It’s an absolute, undeniable fact (for me anyway) that the 1980s were the golden age of cinema. The Back to the Future trilogy. Ferris Bueller’s Day Off. The Empire Strikes Back and Return of the Jedi. Teen Wolf. The Terminator. Monster Squad. The Karate Kid. I could go on. I’m the sort of person that will drop everything to watch Back to the Future 2 when it’s on TV (pretty much a bi-weekly occurrence it seems), even though I’ve owned the VHS box set, and in later years upgraded to DVD, and never, ever get bored. I can recite pretty much every word to Karate Kid, even down to belting out “YOU’RE THE BEST! ALL ROUUUUND! NOTHING’S GONNA EVER KEEP YOU DOWN!” straight after executing a perfectly timed crane-kick to the unsuspecting chin of my younger brother (my parents had to confiscate that video, along with Rocky 1- 3 due to the outbursts of violence that would inevitably follow). You just don’t get films that inspire that kind of brutality that anymore.
Which brings me to Indiana Jones. Arguably the greatest action hero of all time. I dread to think how many hours of my 29-year total have been spent watching everyone’s favourite archaeologist whip-cracking his way through Egypt, India and Germany. If I’d used this time more productively, I could probably be a classical pianist, sculptor, or be fluent in Mandarin. Maybe even all three, and more. Which is why, when a fourth instalment was announced, I regressed to being 8 years old again, grabbed a tie and nearly whipped my flatmate’s eye out.

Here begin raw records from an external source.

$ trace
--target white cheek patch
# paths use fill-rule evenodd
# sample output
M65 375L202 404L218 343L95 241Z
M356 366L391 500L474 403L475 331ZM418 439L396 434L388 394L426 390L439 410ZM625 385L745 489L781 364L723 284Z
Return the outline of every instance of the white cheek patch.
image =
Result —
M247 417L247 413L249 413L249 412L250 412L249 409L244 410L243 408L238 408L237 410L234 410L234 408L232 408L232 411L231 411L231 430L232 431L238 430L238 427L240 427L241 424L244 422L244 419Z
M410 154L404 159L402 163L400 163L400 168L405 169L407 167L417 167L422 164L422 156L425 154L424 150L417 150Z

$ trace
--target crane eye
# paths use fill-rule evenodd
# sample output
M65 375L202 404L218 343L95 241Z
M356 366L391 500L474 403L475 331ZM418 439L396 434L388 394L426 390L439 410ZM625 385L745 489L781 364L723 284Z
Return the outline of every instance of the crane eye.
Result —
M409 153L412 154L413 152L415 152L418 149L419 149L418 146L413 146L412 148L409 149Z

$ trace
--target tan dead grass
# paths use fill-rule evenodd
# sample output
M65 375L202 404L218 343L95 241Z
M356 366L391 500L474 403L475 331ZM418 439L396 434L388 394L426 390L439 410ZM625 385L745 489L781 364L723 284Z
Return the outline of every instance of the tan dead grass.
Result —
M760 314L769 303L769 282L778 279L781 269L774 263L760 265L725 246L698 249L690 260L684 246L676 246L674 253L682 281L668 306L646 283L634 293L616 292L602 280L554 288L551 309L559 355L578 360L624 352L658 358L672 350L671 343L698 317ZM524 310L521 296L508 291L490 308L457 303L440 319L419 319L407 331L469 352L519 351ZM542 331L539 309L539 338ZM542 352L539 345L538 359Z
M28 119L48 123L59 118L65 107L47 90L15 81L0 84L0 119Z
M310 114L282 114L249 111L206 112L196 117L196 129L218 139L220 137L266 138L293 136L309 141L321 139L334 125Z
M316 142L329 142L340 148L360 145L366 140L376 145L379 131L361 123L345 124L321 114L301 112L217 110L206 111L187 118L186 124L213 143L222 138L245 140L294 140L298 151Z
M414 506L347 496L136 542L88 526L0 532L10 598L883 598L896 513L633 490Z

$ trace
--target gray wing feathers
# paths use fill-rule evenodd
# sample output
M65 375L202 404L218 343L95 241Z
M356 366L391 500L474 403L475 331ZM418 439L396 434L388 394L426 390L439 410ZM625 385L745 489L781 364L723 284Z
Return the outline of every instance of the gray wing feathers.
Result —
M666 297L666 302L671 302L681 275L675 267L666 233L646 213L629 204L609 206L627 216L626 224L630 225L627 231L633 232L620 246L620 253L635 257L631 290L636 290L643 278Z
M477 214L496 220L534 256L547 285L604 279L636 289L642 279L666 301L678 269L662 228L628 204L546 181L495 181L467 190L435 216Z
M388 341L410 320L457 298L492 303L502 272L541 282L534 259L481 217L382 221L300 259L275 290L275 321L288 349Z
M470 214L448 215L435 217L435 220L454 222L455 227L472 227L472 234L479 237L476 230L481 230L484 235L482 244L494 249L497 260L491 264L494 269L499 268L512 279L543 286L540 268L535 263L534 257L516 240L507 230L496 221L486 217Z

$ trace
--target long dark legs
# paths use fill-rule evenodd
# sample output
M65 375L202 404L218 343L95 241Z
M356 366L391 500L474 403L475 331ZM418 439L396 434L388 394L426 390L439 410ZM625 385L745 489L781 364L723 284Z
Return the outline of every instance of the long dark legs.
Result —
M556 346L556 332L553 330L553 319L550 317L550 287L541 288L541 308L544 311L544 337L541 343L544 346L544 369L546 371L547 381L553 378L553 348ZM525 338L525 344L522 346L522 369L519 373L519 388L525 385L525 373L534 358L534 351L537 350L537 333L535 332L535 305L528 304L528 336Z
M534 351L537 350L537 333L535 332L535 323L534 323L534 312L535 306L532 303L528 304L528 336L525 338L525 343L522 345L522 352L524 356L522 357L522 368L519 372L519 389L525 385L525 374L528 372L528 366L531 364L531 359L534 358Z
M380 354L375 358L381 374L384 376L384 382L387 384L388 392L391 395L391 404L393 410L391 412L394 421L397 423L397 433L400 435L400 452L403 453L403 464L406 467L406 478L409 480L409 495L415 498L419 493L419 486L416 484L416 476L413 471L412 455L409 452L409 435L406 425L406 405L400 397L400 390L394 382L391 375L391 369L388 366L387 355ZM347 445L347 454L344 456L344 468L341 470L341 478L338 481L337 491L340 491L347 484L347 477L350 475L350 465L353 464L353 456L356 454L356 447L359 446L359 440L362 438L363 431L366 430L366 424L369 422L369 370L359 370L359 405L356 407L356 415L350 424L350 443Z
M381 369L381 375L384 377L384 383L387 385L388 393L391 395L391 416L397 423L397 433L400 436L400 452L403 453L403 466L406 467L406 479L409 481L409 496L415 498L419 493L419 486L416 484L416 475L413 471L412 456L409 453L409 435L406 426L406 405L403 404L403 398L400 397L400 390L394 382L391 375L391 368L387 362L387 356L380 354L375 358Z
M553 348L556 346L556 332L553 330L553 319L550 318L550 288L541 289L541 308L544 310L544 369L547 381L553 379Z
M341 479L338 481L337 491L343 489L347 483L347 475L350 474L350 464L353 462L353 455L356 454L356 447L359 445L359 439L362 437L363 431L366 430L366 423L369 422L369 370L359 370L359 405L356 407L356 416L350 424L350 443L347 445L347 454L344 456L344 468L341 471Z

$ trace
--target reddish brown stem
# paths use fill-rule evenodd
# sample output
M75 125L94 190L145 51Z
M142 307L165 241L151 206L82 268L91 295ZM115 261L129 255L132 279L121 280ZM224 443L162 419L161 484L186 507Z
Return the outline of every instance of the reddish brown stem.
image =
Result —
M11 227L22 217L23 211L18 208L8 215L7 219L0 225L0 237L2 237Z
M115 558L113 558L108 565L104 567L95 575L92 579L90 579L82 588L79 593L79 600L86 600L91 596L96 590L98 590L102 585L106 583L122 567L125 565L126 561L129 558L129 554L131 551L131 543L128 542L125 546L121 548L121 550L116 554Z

George Lucas had a lot to live up to. I’ve managed to forgive what he did to the Star Wars trilogy – flexing the CGI muscle of Lucasarts was pretty inevitable with a science fiction series, and the kids that made the original films so successful by shelling out their hard earned pocket money on merchandise in the 70s and 80s now have kids of their own, so they were always going to be children’s films. But with Indy, it needed to be a different story. I’d already made my peace with the dodgy title before the trailer had even come out. And I can accept that Harrison Ford is no spring chicken, so wasn’t expecting to see him doing his own stunts. All I could do was put my trust in there being some truth behind all the clichéd interview quotes like “I’d only do it if the script was just right” and “we’ve gone to great lengths to stay true to the original films”.
Well, it turns out, that they were lying all along. I’m not going to spoil the film for anyone by revealing any of the details of the ‘plot’, but if you share any of the childhood sentiment I’ve described above, you’re not going to like what you see. It’s as if Lucas and Spielberg had commandeered Doc Brown’s Delorian, travelled back to 1980’s Wiltshire, found the young, innocent, short-trousered Rhys, poked him squarely in the eye, and mugged him of his sweets. It’s a clumsy, pointless, poorly written, abysmally acted shambles of a film. It’s not that I’m too old for this sort of thing – I watched ‘the Last Crusade’ the day before I went to the cinema, and enjoyed it ever bit as much as I had 19 years ago. It’s because it’s like an episode of the X Files, but written and filmed by baboons. If I’d know 20 years ago what I know now, I’d have spent all that time more productively and could be putting the finishing touches to my first symphony right now.
You’ve still got to go and see it though. It is Indy, after all.